Center for Convergent Research of Emerging Virus Infection, Korea Research Institute of Chemical Technology, Daejeon 34114, Korea.
Viruses. 2022 Mar 4;14(3):530. doi: 10.3390/v14030530.
In the past 20 years, coronaviruses (CoVs), including SARS-CoV-1, MERS-CoV, and SARS-CoV-2, have rapidly evolved and emerged in the human population. The innate immune system is the first line of defense against invading pathogens. Multiple host cellular receptors can trigger the innate immune system to eliminate invading pathogens. However, these CoVs have acquired strategies to evade innate immune responses by avoiding recognition by host sensors, leading to impaired interferon (IFN) production and antagonizing of the IFN signaling pathways. In contrast, the dysregulated induction of inflammasomes, leading to uncontrolled production of IL-1 family cytokines (IL-1β and IL-18) and pyroptosis, has been associated with COVID-19 pathogenesis. This review summarizes innate immune evasion strategies employed by SARS-CoV-1 and MERS-CoV in brief and SARS-CoV-2 in more detail. In addition, we outline potential mechanisms of inflammasome activation and evasion and their impact on disease prognosis.

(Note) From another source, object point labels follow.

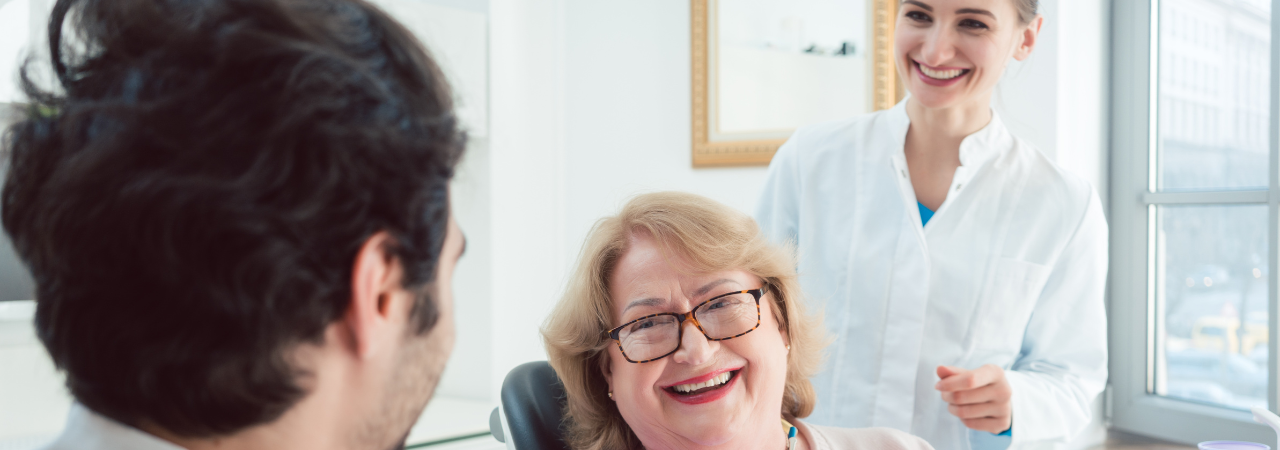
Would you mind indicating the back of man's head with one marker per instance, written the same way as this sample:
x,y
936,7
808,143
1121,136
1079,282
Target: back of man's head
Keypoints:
x,y
191,206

在过去的 20 年中,冠状病毒(CoV),包括 SARS-CoV-1、MERS-CoV 和 SARS-CoV-2,在人类中迅速进化和出现。先天免疫系统是抵御入侵病原体的第一道防线。多种宿主细胞受体可以触发先天免疫系统来消除入侵的病原体。然而,这些 CoV 通过避免被宿主传感器识别而获得了逃避先天免疫反应的策略,导致干扰素(IFN)产生受损和 IFN 信号通路受到拮抗。相比之下,细胞焦亡相关的炎性小体的失调诱导,导致白细胞介素(IL)-1 家族细胞因子(IL-1β 和 IL-18)和细胞焦亡的不受控制产生,与 COVID-19 的发病机制有关。本综述简要总结了 SARS-CoV-1 和 MERS-CoV 采用的先天免疫逃避策略,并更详细地介绍了 SARS-CoV-2 的策略。此外,我们还概述了炎性小体激活和逃避的潜在机制及其对疾病预后的影响。